When was the last time you went 24 hours without thinking to look at your phone? When was the last time you felt able to? As I emerged back into the real world after visiting Key of Dreams, the realisation I’d not glanced at a screen throughout was telling. If you want to really lose yourself in an immersive experience, mobile tucked away, notebook and pencil in hand, Key of Dreams has others beat.
Set across 24 hours – midday to midday – in Treowen house, an isolated 17th-century Welsh manor that’s every bit as atmospheric as you’d expect, this luxury blend of interactive theatre, escape room-esque puzzle-solving and branching narrative is, by its very nature, brilliantly absorbing and utterly exhausting, though not for the reasons I initially expected.
Key of Dreams is the latest experience from Lemon Difficult, the small British company whose team I spoke to previously for a behind-the-scenes look at how it was founded, and their take on how interactive theatre can offer the kinds of choices seen in video game storytelling.

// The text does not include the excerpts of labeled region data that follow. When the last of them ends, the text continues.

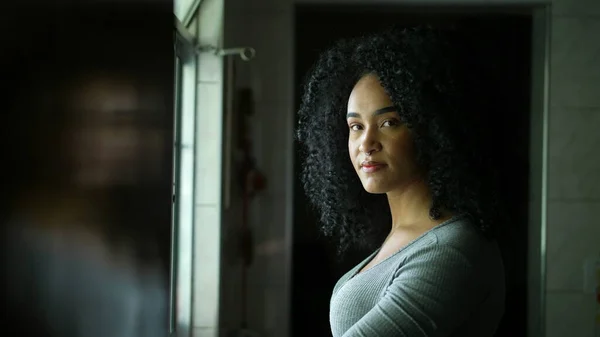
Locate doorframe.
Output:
[288,0,552,337]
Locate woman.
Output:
[298,28,505,337]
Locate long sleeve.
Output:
[343,242,486,337]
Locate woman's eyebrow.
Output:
[346,106,398,118]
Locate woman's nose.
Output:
[358,129,381,155]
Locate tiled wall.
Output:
[546,0,600,337]
[221,0,600,337]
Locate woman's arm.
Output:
[343,243,484,337]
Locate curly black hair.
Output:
[296,27,499,253]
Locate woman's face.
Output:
[346,75,419,193]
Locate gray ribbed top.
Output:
[329,217,505,337]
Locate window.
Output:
[169,18,196,336]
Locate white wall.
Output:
[222,0,600,337]
[546,0,600,337]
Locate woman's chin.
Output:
[363,182,389,194]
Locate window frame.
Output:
[169,15,198,337]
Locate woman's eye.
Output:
[381,119,398,126]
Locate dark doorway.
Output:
[291,6,532,337]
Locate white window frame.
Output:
[169,17,197,336]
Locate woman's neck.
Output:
[387,178,439,232]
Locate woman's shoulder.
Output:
[413,216,501,266]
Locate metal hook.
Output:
[198,46,256,61]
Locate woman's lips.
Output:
[360,162,385,173]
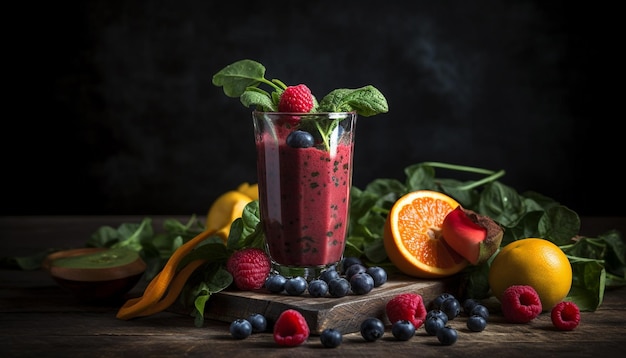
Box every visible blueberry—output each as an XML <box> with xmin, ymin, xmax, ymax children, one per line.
<box><xmin>341</xmin><ymin>256</ymin><xmax>363</xmax><ymax>272</ymax></box>
<box><xmin>265</xmin><ymin>275</ymin><xmax>287</xmax><ymax>293</ymax></box>
<box><xmin>470</xmin><ymin>304</ymin><xmax>489</xmax><ymax>320</ymax></box>
<box><xmin>350</xmin><ymin>272</ymin><xmax>374</xmax><ymax>295</ymax></box>
<box><xmin>345</xmin><ymin>264</ymin><xmax>367</xmax><ymax>281</ymax></box>
<box><xmin>285</xmin><ymin>276</ymin><xmax>306</xmax><ymax>296</ymax></box>
<box><xmin>287</xmin><ymin>130</ymin><xmax>315</xmax><ymax>148</ymax></box>
<box><xmin>426</xmin><ymin>309</ymin><xmax>448</xmax><ymax>323</ymax></box>
<box><xmin>424</xmin><ymin>316</ymin><xmax>446</xmax><ymax>336</ymax></box>
<box><xmin>246</xmin><ymin>313</ymin><xmax>267</xmax><ymax>333</ymax></box>
<box><xmin>437</xmin><ymin>326</ymin><xmax>459</xmax><ymax>346</ymax></box>
<box><xmin>430</xmin><ymin>293</ymin><xmax>454</xmax><ymax>309</ymax></box>
<box><xmin>365</xmin><ymin>266</ymin><xmax>387</xmax><ymax>287</ymax></box>
<box><xmin>361</xmin><ymin>318</ymin><xmax>385</xmax><ymax>342</ymax></box>
<box><xmin>320</xmin><ymin>328</ymin><xmax>343</xmax><ymax>348</ymax></box>
<box><xmin>309</xmin><ymin>279</ymin><xmax>328</xmax><ymax>297</ymax></box>
<box><xmin>467</xmin><ymin>315</ymin><xmax>487</xmax><ymax>332</ymax></box>
<box><xmin>320</xmin><ymin>267</ymin><xmax>339</xmax><ymax>283</ymax></box>
<box><xmin>441</xmin><ymin>298</ymin><xmax>461</xmax><ymax>321</ymax></box>
<box><xmin>328</xmin><ymin>277</ymin><xmax>350</xmax><ymax>297</ymax></box>
<box><xmin>463</xmin><ymin>298</ymin><xmax>478</xmax><ymax>316</ymax></box>
<box><xmin>229</xmin><ymin>318</ymin><xmax>252</xmax><ymax>339</ymax></box>
<box><xmin>391</xmin><ymin>319</ymin><xmax>415</xmax><ymax>341</ymax></box>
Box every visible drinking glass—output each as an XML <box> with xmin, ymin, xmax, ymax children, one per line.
<box><xmin>252</xmin><ymin>111</ymin><xmax>357</xmax><ymax>281</ymax></box>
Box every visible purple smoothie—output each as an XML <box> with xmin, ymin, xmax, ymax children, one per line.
<box><xmin>251</xmin><ymin>113</ymin><xmax>354</xmax><ymax>266</ymax></box>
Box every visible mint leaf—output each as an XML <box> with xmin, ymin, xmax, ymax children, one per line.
<box><xmin>318</xmin><ymin>85</ymin><xmax>389</xmax><ymax>117</ymax></box>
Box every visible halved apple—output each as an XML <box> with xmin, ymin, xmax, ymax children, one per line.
<box><xmin>441</xmin><ymin>205</ymin><xmax>504</xmax><ymax>265</ymax></box>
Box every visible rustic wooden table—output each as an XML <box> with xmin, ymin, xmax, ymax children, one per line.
<box><xmin>0</xmin><ymin>216</ymin><xmax>626</xmax><ymax>357</ymax></box>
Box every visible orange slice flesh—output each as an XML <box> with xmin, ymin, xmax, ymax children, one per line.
<box><xmin>383</xmin><ymin>190</ymin><xmax>469</xmax><ymax>278</ymax></box>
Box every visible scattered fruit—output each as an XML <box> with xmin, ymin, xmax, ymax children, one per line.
<box><xmin>466</xmin><ymin>315</ymin><xmax>487</xmax><ymax>332</ymax></box>
<box><xmin>320</xmin><ymin>328</ymin><xmax>343</xmax><ymax>348</ymax></box>
<box><xmin>500</xmin><ymin>285</ymin><xmax>542</xmax><ymax>323</ymax></box>
<box><xmin>361</xmin><ymin>317</ymin><xmax>385</xmax><ymax>342</ymax></box>
<box><xmin>550</xmin><ymin>301</ymin><xmax>580</xmax><ymax>331</ymax></box>
<box><xmin>229</xmin><ymin>318</ymin><xmax>252</xmax><ymax>339</ymax></box>
<box><xmin>383</xmin><ymin>190</ymin><xmax>469</xmax><ymax>278</ymax></box>
<box><xmin>274</xmin><ymin>309</ymin><xmax>310</xmax><ymax>347</ymax></box>
<box><xmin>385</xmin><ymin>293</ymin><xmax>426</xmax><ymax>329</ymax></box>
<box><xmin>285</xmin><ymin>276</ymin><xmax>307</xmax><ymax>296</ymax></box>
<box><xmin>226</xmin><ymin>247</ymin><xmax>271</xmax><ymax>291</ymax></box>
<box><xmin>328</xmin><ymin>277</ymin><xmax>350</xmax><ymax>298</ymax></box>
<box><xmin>278</xmin><ymin>84</ymin><xmax>314</xmax><ymax>113</ymax></box>
<box><xmin>391</xmin><ymin>319</ymin><xmax>415</xmax><ymax>341</ymax></box>
<box><xmin>366</xmin><ymin>266</ymin><xmax>387</xmax><ymax>287</ymax></box>
<box><xmin>441</xmin><ymin>205</ymin><xmax>504</xmax><ymax>265</ymax></box>
<box><xmin>488</xmin><ymin>238</ymin><xmax>572</xmax><ymax>311</ymax></box>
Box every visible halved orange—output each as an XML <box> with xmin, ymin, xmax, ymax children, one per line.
<box><xmin>383</xmin><ymin>190</ymin><xmax>469</xmax><ymax>278</ymax></box>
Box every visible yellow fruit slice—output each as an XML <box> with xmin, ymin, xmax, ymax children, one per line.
<box><xmin>488</xmin><ymin>238</ymin><xmax>572</xmax><ymax>311</ymax></box>
<box><xmin>206</xmin><ymin>183</ymin><xmax>259</xmax><ymax>243</ymax></box>
<box><xmin>383</xmin><ymin>190</ymin><xmax>469</xmax><ymax>278</ymax></box>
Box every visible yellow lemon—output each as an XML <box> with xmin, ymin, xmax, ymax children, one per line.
<box><xmin>488</xmin><ymin>238</ymin><xmax>572</xmax><ymax>311</ymax></box>
<box><xmin>206</xmin><ymin>183</ymin><xmax>259</xmax><ymax>242</ymax></box>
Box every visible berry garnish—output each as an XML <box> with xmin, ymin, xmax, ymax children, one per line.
<box><xmin>320</xmin><ymin>328</ymin><xmax>343</xmax><ymax>348</ymax></box>
<box><xmin>426</xmin><ymin>309</ymin><xmax>448</xmax><ymax>323</ymax></box>
<box><xmin>500</xmin><ymin>285</ymin><xmax>542</xmax><ymax>323</ymax></box>
<box><xmin>550</xmin><ymin>301</ymin><xmax>580</xmax><ymax>331</ymax></box>
<box><xmin>361</xmin><ymin>318</ymin><xmax>385</xmax><ymax>342</ymax></box>
<box><xmin>391</xmin><ymin>319</ymin><xmax>415</xmax><ymax>341</ymax></box>
<box><xmin>385</xmin><ymin>293</ymin><xmax>426</xmax><ymax>329</ymax></box>
<box><xmin>328</xmin><ymin>277</ymin><xmax>350</xmax><ymax>297</ymax></box>
<box><xmin>229</xmin><ymin>318</ymin><xmax>252</xmax><ymax>339</ymax></box>
<box><xmin>274</xmin><ymin>309</ymin><xmax>310</xmax><ymax>347</ymax></box>
<box><xmin>278</xmin><ymin>84</ymin><xmax>313</xmax><ymax>113</ymax></box>
<box><xmin>226</xmin><ymin>248</ymin><xmax>271</xmax><ymax>291</ymax></box>
<box><xmin>308</xmin><ymin>279</ymin><xmax>328</xmax><ymax>297</ymax></box>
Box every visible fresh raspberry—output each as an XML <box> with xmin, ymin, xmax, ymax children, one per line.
<box><xmin>550</xmin><ymin>301</ymin><xmax>580</xmax><ymax>331</ymax></box>
<box><xmin>278</xmin><ymin>84</ymin><xmax>313</xmax><ymax>113</ymax></box>
<box><xmin>274</xmin><ymin>309</ymin><xmax>310</xmax><ymax>347</ymax></box>
<box><xmin>385</xmin><ymin>293</ymin><xmax>426</xmax><ymax>329</ymax></box>
<box><xmin>500</xmin><ymin>285</ymin><xmax>542</xmax><ymax>323</ymax></box>
<box><xmin>226</xmin><ymin>248</ymin><xmax>271</xmax><ymax>291</ymax></box>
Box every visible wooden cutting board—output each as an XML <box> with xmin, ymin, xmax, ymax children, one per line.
<box><xmin>200</xmin><ymin>274</ymin><xmax>459</xmax><ymax>334</ymax></box>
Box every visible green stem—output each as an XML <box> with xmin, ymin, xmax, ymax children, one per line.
<box><xmin>423</xmin><ymin>162</ymin><xmax>506</xmax><ymax>190</ymax></box>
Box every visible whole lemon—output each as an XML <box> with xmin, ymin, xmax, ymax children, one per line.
<box><xmin>488</xmin><ymin>238</ymin><xmax>572</xmax><ymax>311</ymax></box>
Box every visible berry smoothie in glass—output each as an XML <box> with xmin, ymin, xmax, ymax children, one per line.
<box><xmin>253</xmin><ymin>111</ymin><xmax>357</xmax><ymax>278</ymax></box>
<box><xmin>213</xmin><ymin>59</ymin><xmax>388</xmax><ymax>281</ymax></box>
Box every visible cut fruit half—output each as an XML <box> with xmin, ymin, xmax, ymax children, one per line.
<box><xmin>383</xmin><ymin>190</ymin><xmax>469</xmax><ymax>278</ymax></box>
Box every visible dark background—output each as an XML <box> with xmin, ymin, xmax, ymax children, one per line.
<box><xmin>2</xmin><ymin>0</ymin><xmax>626</xmax><ymax>215</ymax></box>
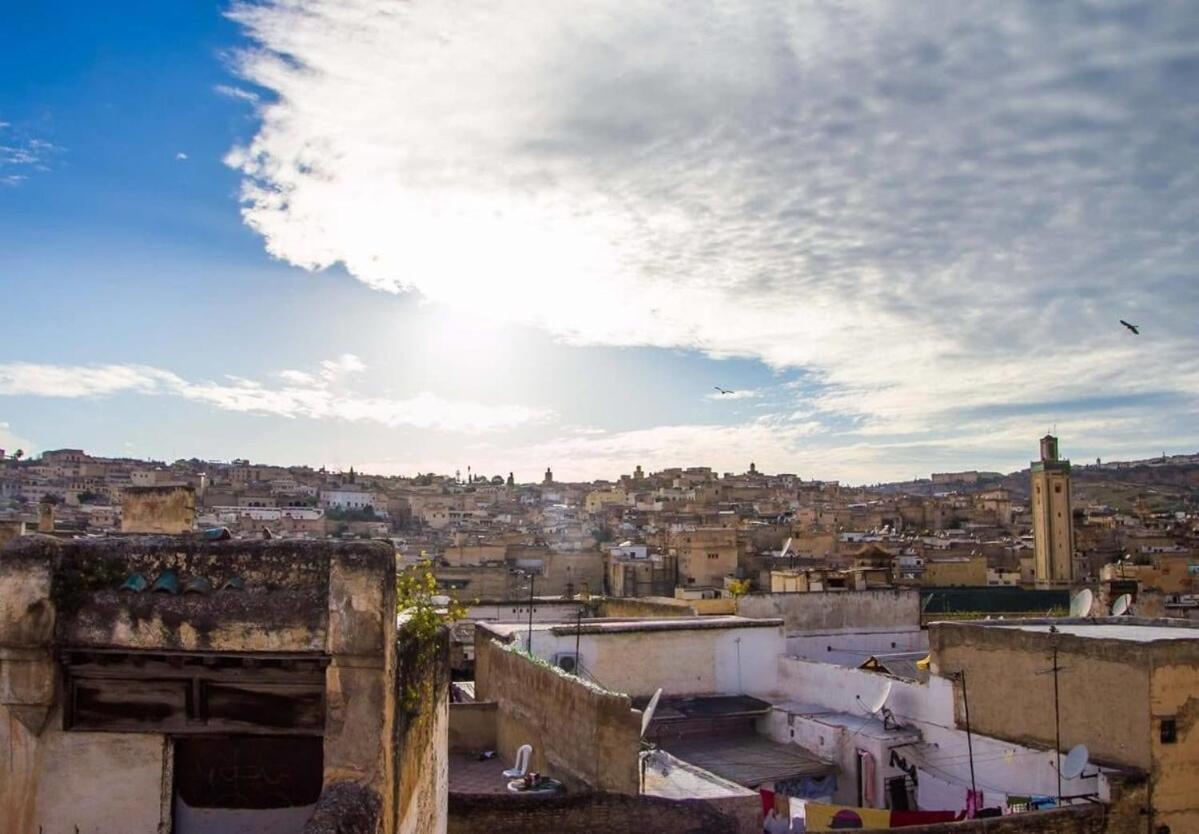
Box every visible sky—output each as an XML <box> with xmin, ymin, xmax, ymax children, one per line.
<box><xmin>0</xmin><ymin>0</ymin><xmax>1199</xmax><ymax>483</ymax></box>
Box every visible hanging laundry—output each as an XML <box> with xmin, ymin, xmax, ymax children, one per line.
<box><xmin>891</xmin><ymin>811</ymin><xmax>966</xmax><ymax>828</ymax></box>
<box><xmin>758</xmin><ymin>787</ymin><xmax>775</xmax><ymax>814</ymax></box>
<box><xmin>775</xmin><ymin>773</ymin><xmax>837</xmax><ymax>799</ymax></box>
<box><xmin>916</xmin><ymin>768</ymin><xmax>969</xmax><ymax>814</ymax></box>
<box><xmin>857</xmin><ymin>750</ymin><xmax>876</xmax><ymax>808</ymax></box>
<box><xmin>803</xmin><ymin>802</ymin><xmax>891</xmax><ymax>832</ymax></box>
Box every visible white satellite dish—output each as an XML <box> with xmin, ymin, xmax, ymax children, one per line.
<box><xmin>1070</xmin><ymin>588</ymin><xmax>1095</xmax><ymax>617</ymax></box>
<box><xmin>857</xmin><ymin>681</ymin><xmax>892</xmax><ymax>715</ymax></box>
<box><xmin>1061</xmin><ymin>744</ymin><xmax>1091</xmax><ymax>779</ymax></box>
<box><xmin>641</xmin><ymin>687</ymin><xmax>662</xmax><ymax>738</ymax></box>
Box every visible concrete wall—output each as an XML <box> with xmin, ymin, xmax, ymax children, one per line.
<box><xmin>737</xmin><ymin>588</ymin><xmax>920</xmax><ymax>636</ymax></box>
<box><xmin>776</xmin><ymin>658</ymin><xmax>1098</xmax><ymax>802</ymax></box>
<box><xmin>517</xmin><ymin>620</ymin><xmax>783</xmax><ymax>697</ymax></box>
<box><xmin>121</xmin><ymin>487</ymin><xmax>195</xmax><ymax>534</ymax></box>
<box><xmin>598</xmin><ymin>597</ymin><xmax>699</xmax><ymax>617</ymax></box>
<box><xmin>1149</xmin><ymin>661</ymin><xmax>1199</xmax><ymax>832</ymax></box>
<box><xmin>787</xmin><ymin>628</ymin><xmax>928</xmax><ymax>663</ymax></box>
<box><xmin>0</xmin><ymin>706</ymin><xmax>170</xmax><ymax>834</ymax></box>
<box><xmin>450</xmin><ymin>701</ymin><xmax>496</xmax><ymax>754</ymax></box>
<box><xmin>396</xmin><ymin>628</ymin><xmax>450</xmax><ymax>834</ymax></box>
<box><xmin>0</xmin><ymin>536</ymin><xmax>402</xmax><ymax>834</ymax></box>
<box><xmin>475</xmin><ymin>629</ymin><xmax>641</xmax><ymax>793</ymax></box>
<box><xmin>450</xmin><ymin>793</ymin><xmax>742</xmax><ymax>834</ymax></box>
<box><xmin>853</xmin><ymin>805</ymin><xmax>1103</xmax><ymax>834</ymax></box>
<box><xmin>929</xmin><ymin>623</ymin><xmax>1152</xmax><ymax>770</ymax></box>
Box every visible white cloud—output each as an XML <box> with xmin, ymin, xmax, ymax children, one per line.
<box><xmin>704</xmin><ymin>388</ymin><xmax>758</xmax><ymax>400</ymax></box>
<box><xmin>0</xmin><ymin>422</ymin><xmax>35</xmax><ymax>455</ymax></box>
<box><xmin>0</xmin><ymin>353</ymin><xmax>549</xmax><ymax>431</ymax></box>
<box><xmin>0</xmin><ymin>121</ymin><xmax>61</xmax><ymax>186</ymax></box>
<box><xmin>228</xmin><ymin>0</ymin><xmax>1199</xmax><ymax>445</ymax></box>
<box><xmin>213</xmin><ymin>84</ymin><xmax>258</xmax><ymax>104</ymax></box>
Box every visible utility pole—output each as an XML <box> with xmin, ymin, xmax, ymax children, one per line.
<box><xmin>1037</xmin><ymin>647</ymin><xmax>1068</xmax><ymax>808</ymax></box>
<box><xmin>574</xmin><ymin>608</ymin><xmax>583</xmax><ymax>677</ymax></box>
<box><xmin>958</xmin><ymin>670</ymin><xmax>973</xmax><ymax>796</ymax></box>
<box><xmin>526</xmin><ymin>570</ymin><xmax>537</xmax><ymax>657</ymax></box>
<box><xmin>1053</xmin><ymin>646</ymin><xmax>1061</xmax><ymax>808</ymax></box>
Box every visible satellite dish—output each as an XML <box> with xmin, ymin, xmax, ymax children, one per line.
<box><xmin>857</xmin><ymin>681</ymin><xmax>892</xmax><ymax>715</ymax></box>
<box><xmin>1061</xmin><ymin>744</ymin><xmax>1091</xmax><ymax>779</ymax></box>
<box><xmin>641</xmin><ymin>687</ymin><xmax>662</xmax><ymax>738</ymax></box>
<box><xmin>1070</xmin><ymin>588</ymin><xmax>1095</xmax><ymax>617</ymax></box>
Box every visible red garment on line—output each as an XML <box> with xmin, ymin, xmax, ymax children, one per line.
<box><xmin>891</xmin><ymin>811</ymin><xmax>966</xmax><ymax>828</ymax></box>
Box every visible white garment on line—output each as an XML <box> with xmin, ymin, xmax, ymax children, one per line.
<box><xmin>916</xmin><ymin>768</ymin><xmax>969</xmax><ymax>811</ymax></box>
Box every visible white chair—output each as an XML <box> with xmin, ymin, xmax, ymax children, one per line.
<box><xmin>504</xmin><ymin>744</ymin><xmax>532</xmax><ymax>779</ymax></box>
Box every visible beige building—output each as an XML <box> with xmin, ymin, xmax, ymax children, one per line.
<box><xmin>0</xmin><ymin>536</ymin><xmax>448</xmax><ymax>834</ymax></box>
<box><xmin>920</xmin><ymin>555</ymin><xmax>989</xmax><ymax>587</ymax></box>
<box><xmin>929</xmin><ymin>617</ymin><xmax>1199</xmax><ymax>833</ymax></box>
<box><xmin>670</xmin><ymin>527</ymin><xmax>737</xmax><ymax>587</ymax></box>
<box><xmin>121</xmin><ymin>487</ymin><xmax>195</xmax><ymax>534</ymax></box>
<box><xmin>1030</xmin><ymin>435</ymin><xmax>1074</xmax><ymax>585</ymax></box>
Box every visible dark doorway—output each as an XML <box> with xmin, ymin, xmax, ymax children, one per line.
<box><xmin>174</xmin><ymin>736</ymin><xmax>324</xmax><ymax>834</ymax></box>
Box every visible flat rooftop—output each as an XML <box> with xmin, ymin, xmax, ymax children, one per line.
<box><xmin>773</xmin><ymin>701</ymin><xmax>922</xmax><ymax>744</ymax></box>
<box><xmin>643</xmin><ymin>750</ymin><xmax>757</xmax><ymax>799</ymax></box>
<box><xmin>988</xmin><ymin>620</ymin><xmax>1199</xmax><ymax>642</ymax></box>
<box><xmin>480</xmin><ymin>616</ymin><xmax>783</xmax><ymax>636</ymax></box>
<box><xmin>663</xmin><ymin>736</ymin><xmax>837</xmax><ymax>787</ymax></box>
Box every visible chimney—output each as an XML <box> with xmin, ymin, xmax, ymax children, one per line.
<box><xmin>1041</xmin><ymin>435</ymin><xmax>1058</xmax><ymax>460</ymax></box>
<box><xmin>37</xmin><ymin>498</ymin><xmax>54</xmax><ymax>533</ymax></box>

But it’s one thing to talk about an experience like this, and another to do it for yourself.
So, a couple of weekends ago, I made the trip to Newport and then on from there, into the countryside and the almost complete unknown. I’d done little research into what playing Key of Dreams would actually involve, and Lemon Difficult had not shared any mechanics or plot with me in advance. I knew the experience was heavily inspired by Lovecraftian weird fiction, blended in with the real-life history of Treowen house – neither of which I was familiar with.